On the left, one child wets the wall so the plaster won’t dry too fast and crack. On the right, the other helps dad apply wet plaster.

The negatives are the typical ones with natural building. It took forever (but nowhere near as long as cob would have). It was messy, and the results more variable than with engineered materials. Probably the biggest drawback is that while straw dust is harmless to most people, a small number of people have an allergic reaction called farmer’s lung.

But on the plus side, lime plaster and straw clay can both get wet without disaster, as they did when she accidentally put a screw through a PEX pipe feeding the shower, or when she messed up the tub installation and didn’t get around to fixing it for a couple of months. Straw and plaster don’t fail like drywall even if they get soaked, as long as they don’t stay wet long enough to mold. The plaster and clay wick the moisture out of the straw, speeding the drying. Though there may be a little surface staining, it’s easily fixed with a coat of paint.

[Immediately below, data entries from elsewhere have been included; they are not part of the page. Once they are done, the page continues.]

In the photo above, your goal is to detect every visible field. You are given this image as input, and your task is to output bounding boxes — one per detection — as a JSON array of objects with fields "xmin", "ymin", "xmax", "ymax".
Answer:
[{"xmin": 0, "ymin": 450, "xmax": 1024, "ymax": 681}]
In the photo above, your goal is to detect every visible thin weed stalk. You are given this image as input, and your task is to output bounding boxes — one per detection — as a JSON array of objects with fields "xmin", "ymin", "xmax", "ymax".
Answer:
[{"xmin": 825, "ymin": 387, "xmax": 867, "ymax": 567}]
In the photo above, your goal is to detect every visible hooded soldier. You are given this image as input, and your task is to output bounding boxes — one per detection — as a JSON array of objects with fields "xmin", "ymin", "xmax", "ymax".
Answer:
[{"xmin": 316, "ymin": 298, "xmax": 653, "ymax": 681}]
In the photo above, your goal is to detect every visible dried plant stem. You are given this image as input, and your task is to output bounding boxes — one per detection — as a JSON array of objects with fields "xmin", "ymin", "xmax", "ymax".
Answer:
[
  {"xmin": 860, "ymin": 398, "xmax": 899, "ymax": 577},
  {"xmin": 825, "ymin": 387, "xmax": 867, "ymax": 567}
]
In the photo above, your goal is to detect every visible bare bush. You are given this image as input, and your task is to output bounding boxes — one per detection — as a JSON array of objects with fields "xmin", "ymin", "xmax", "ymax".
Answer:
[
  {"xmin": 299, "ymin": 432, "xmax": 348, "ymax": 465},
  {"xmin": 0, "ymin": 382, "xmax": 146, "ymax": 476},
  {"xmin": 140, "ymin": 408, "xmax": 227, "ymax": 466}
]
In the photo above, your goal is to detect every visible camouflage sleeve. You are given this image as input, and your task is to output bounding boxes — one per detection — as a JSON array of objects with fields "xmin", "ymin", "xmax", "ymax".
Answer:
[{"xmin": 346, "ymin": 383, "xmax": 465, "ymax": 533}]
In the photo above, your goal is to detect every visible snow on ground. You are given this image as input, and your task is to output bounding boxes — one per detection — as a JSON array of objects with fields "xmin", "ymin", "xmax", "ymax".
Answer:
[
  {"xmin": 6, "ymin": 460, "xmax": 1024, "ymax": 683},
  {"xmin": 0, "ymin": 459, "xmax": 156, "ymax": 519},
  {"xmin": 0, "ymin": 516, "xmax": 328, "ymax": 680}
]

Here Kara is applying a second coat just a little too thin. The corner above her head is the same corner as below, before the paint, fixtures and decorations.

She is very pleased with how the straw clay and plaster walls perform overall. The interior walls seem to have good sound-insulation properties compared to drywall, which matters in a little house with little people. They insulate as well as they were meant to. They look beautiful where they haven’t been skull-bashed, and they were mostly locally-sourced and inexpensive. The exterior plaster keeps the moisture out, which is what you want from a house.

A light straw clay wall with lime plaster. Reclaimed wood ceiling, LED light fixture made out of a peanut butter jar and reclaimed wood, refurbished French door, and Sri Lankan warrior.